Essentially, each word is represented by a path down the tree. If the path ends with a "false", then the path does not represent a valid word. For example, the root node has a path from the first Node * pointer (i.e. the pointer representing 'a') to another Node. Notice that this first level node has a true flag. This indicates that a is a valid word. If we examine the pointer for the second level x position, we find that a path exists for ax to another node. When we examine this second level node, we find that the pointer for the a position is NULL. This indicates that aa is not a valid word or prefix. If we examine the pointer for the e position, we see that another node exists. When we look at this 3 rd level node, we find that the flag for this position is true; this make sense since axe is a valid word. Notice that the a Node pointer at the third level is NULL; this means that there is no word with a prefix of axea. Similarly, since the node for z at the third level is NULL, this means there is no word with the prefix axez.
A prefix is a valid path that may or may not be a valid word. For example, "a" and ax are valid prefixes since there are words starting with these letters. However, aaa is not a valid prefix; this is represented by a NULL at the end of the path. see image.
Your first job is to implement the Dictionary class. The following is the header file:
struct Node {
// Your data structure goes here.
};
class Dictionary
{
public:
Dictionary();
Dictionary(string file);
void addWord(string word);
bool isWord(string word);
bool isPrefix(string word);
void PrintWords(string prefix);
int wordCount();
private:
Node * root;
int numWords;
// Your private helper methods go here
};
There are two versions of the constructor. The first just establishes an empty node. The second constructor takes in a string file and reads the file line by line and uses the addWord method to add words to the dictionary.
addWord
This method adds a word to the tree. This is accomplished by reading the word character by character and creating a path for the word if it doesn't exist. Below is the pseudocode for this method:
currNode = root;
for (each character c of the word) {
if (the branch for character c is NULL) {
set the branch of character c = new Node.
set flag of this new Node to false
}
currNode = the pointer index of character c
}
Set the flag at the currNode to true
isPrefix
This method returns true if a path down the branches exists for a word. This method will have an implementation very similar to the addWord method. It should return false if it runs into a NULL. If it manages to get through the entire loop without hitting a NULL, it should return true.
isWord
This method is very similar to the addWord and isPrefix method. If you have already implemented the isPrefix method, then it should be fairly trivial to implement isWord. The main difference is you should return the flag found at the end of the path. see image.

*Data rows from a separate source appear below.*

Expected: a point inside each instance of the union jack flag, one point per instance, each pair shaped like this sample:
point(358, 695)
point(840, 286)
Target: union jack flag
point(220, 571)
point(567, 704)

Be sure to test using the small dictionary before using the bigger dictionary. Here are some random hints that you may find useful.
It will be useful to be able to index each character:
0 1 2 3 4 5 6 ... 25
a b c d e f g ... z
We can take advantage of the fact that characters can easily be cast into integers and use the following to figure out the index of a particular letter. For example, the following could be used to figure out the index of the character e:
(int)'e' - (int)'a'
The above would evaluate to the integer 4.